Minister of the Interior
- In office 29 December 1989 – 16 June 1990
- Prime Minister: Petre Roman
- Preceded by: Tudor Postelnicu
- Succeeded by: Doru-Viorel Ursu

Personal details
- Born: November 4, 1928 Suharău, Botoșani County, Kingdom of Romania
- Died: November 1, 2010 (aged 81) Bucharest, Romania
- Resting place: Ghencea Cemetery, Bucharest
- Party: Romanian Communist Party
- Occupation: politician

= Mihai Chițac =

Romanian general (1928–2010)

Mihai Chițac (November 4, 1928 – November 1, 2010) was a Romanian general and Interior Minister from 1989 to 1990 during the waning days of the Communist era. In 2008, Chițac and another general, Victor Stănculescu, were convicted of aggravated manslaughter by the Supreme Court for the shooting deaths of pro-democracy protesters during the Romanian Revolution of 1989.

Communist Romanian security forces fired live ammunition at protesters and civilians between December 17 and 20, 1989, killing 72 civilians and injuring 253 others. Generals Chițac and Stănculescu were originally convicted and sentenced for multiple aggravated murder charges during a 1999 trial. The trial had found both guilty of ordering troops and security forces to shoot pro-democracy and anti-communist protesters in Timișoara. Chițac's prison terms were discontinued on six occasions due to deteriorating health.

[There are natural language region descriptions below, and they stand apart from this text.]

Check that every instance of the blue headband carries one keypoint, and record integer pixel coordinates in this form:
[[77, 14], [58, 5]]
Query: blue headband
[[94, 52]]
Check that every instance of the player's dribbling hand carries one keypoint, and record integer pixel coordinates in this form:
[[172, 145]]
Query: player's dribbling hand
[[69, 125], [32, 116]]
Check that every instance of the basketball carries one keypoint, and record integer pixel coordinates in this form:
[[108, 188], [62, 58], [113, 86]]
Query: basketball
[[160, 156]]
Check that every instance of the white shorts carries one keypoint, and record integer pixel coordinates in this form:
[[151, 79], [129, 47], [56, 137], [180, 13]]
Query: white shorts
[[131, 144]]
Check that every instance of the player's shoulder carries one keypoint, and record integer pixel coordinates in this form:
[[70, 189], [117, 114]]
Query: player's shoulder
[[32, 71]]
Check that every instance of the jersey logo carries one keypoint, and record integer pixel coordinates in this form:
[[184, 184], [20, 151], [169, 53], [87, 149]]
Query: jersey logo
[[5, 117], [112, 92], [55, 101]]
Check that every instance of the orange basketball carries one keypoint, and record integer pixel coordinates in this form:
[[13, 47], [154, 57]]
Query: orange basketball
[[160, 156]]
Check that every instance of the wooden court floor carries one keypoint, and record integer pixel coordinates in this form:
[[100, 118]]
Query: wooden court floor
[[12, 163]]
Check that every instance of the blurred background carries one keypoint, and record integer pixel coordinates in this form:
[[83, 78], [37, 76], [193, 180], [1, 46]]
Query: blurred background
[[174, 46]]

The Romanian Supreme Court further sentenced Chițac and Stănculescu to fifteen years in prison for aggravated manslaughter on October 16, 2008.

Chiţac was admitted to Bucharest Military Hospital on September 19, 2010, for cardiac problems and tumors discovered that same month. He died at his home in Bucharest at 10 a.m. on November 1, 2010. He is buried at Ghencea Military Cemetery.